Rifamycins, St John’s Wort, theophylline, itraconazole, ciclosporin.

Question 97

When does liver dysfunction associated with sodium valproate usually occur and what is it also further associated with?

Answer 97

Usually occurs in the first 6 months of therapy. Often associated with multiple antiepileptic therapy.

Question 98

Raised liver enzymes when using sodium valproate are usually transient however for how long should LFTs be performed?

Answer 98

Every 6 months until liver function returns to normal.

Question 99

When should sodium valproate treatment be immediately discontinued?

Answer 99

If abnormally prolonged prothrombin time persists or if signs of toxicity present (persistent vomiting and abdominal pain, jaundice, loss of seizure control).

Question 100

What visual disturbance may patients with secondary angle-closure glaucoma experience when taking topiramate? When does this typically occur?

Answer 100

Acute myopia (short sightedness), typically occurring within one month of starting treatment.

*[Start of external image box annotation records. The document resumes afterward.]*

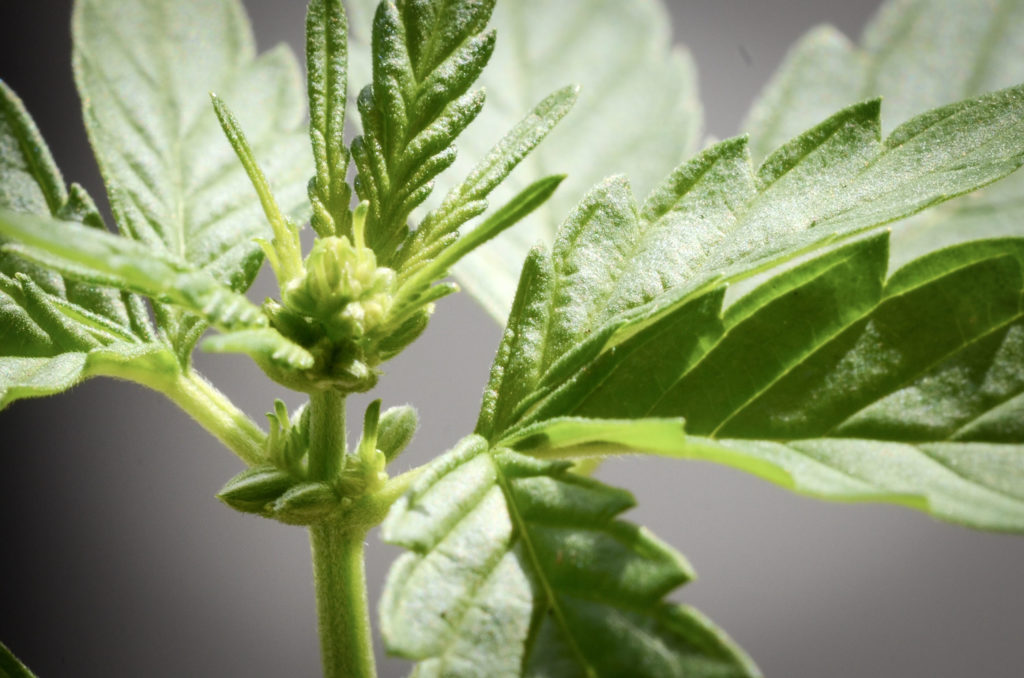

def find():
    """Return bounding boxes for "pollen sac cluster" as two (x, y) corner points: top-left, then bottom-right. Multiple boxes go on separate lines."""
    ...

(263, 236), (433, 392)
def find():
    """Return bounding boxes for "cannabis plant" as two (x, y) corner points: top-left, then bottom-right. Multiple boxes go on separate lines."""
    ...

(0, 0), (1024, 678)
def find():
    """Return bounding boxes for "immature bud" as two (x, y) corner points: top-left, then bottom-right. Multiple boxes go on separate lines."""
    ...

(377, 405), (419, 461)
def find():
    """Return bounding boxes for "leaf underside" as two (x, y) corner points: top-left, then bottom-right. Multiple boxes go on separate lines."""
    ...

(477, 88), (1024, 531)
(744, 0), (1024, 270)
(381, 436), (757, 678)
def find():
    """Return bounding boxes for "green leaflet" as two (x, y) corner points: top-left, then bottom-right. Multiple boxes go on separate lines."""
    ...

(381, 436), (758, 678)
(0, 83), (177, 408)
(352, 0), (495, 267)
(485, 231), (1024, 532)
(0, 211), (312, 368)
(348, 0), (701, 322)
(73, 0), (309, 353)
(477, 88), (1024, 435)
(745, 0), (1024, 270)
(352, 0), (577, 280)
(0, 212), (267, 330)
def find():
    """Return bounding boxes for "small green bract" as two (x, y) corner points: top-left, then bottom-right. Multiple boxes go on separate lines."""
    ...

(0, 0), (1024, 678)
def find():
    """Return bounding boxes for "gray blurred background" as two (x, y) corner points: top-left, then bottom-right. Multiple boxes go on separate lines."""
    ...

(0, 0), (1024, 678)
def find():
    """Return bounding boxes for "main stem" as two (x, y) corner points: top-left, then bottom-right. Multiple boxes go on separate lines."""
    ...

(309, 391), (377, 678)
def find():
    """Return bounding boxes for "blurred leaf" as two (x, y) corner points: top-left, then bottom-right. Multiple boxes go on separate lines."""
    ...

(73, 0), (311, 353)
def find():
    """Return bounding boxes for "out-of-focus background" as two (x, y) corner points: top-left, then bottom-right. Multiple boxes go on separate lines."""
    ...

(0, 0), (1024, 678)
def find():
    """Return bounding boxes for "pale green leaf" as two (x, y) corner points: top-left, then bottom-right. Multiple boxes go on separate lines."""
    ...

(381, 436), (758, 678)
(745, 0), (1024, 270)
(493, 232), (1024, 532)
(0, 643), (35, 678)
(0, 83), (171, 408)
(348, 0), (700, 323)
(0, 343), (180, 409)
(202, 328), (313, 370)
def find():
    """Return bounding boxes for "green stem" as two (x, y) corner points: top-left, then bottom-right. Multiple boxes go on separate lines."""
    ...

(309, 520), (377, 678)
(309, 391), (377, 678)
(166, 370), (266, 466)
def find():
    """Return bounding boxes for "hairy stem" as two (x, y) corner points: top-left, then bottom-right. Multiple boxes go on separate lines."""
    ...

(165, 370), (266, 466)
(309, 391), (377, 678)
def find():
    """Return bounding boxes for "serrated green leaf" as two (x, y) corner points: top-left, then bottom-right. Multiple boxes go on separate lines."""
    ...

(0, 82), (177, 408)
(73, 0), (310, 354)
(352, 0), (495, 265)
(402, 86), (579, 265)
(202, 328), (313, 370)
(306, 0), (352, 238)
(745, 0), (1024, 276)
(348, 0), (701, 323)
(0, 643), (36, 678)
(0, 212), (267, 330)
(493, 231), (1024, 532)
(381, 436), (758, 678)
(477, 87), (1024, 440)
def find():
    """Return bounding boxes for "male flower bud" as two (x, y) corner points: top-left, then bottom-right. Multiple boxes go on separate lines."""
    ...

(283, 236), (395, 341)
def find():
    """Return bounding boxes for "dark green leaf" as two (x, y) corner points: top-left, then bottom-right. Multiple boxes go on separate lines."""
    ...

(352, 0), (495, 265)
(745, 0), (1024, 280)
(477, 87), (1024, 440)
(381, 436), (758, 678)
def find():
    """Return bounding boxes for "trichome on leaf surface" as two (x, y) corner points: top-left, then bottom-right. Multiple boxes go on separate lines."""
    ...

(0, 0), (1024, 678)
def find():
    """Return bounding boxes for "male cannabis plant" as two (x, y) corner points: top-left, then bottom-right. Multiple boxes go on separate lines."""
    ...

(0, 0), (1024, 677)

Fluid build-up resulting in anterior displacement of the lens and iris have also been reported.

Question 101

If raised intra-ocular pressure occurs when a patient is taking topiramate, what course of action should be taken?

Answer 101

Seek specialist ophthalmological advice, use appropriate measures to reduce intra-ocular pressure, stop topiramate as rapidly as feasible.

Question 102

Visual problems associated with use of vigabatrin usually occur when?

Answer 102

From one month to several years after starting treatment.

Question 103

What may happen to the visual disturbances seen with vigabatrin use when the drug is discontinued?

Answer 103

They usually persist and further deterioration cannot be ruled out.

Question 104

What monitoring is required when a patient is taking vigabatrin?

Answer 104

Visual feild testing before treatment and at 6-monthly intervals.

Question 105

If a patient taking vigabatrin reports new visual symptoms, what course of action should be taken?

Answer 105

Symptoms must be reported and the patient should be reviewed by an ophthalmologist urgently. Gradual withdrawal of vigabatrin should be considered.

Question 106

When should benzodiazepines be administered for anaesthesia?

Answer 106

Only by or under the supervision of experienced personnel with adequate training in anaesthesia and airway management.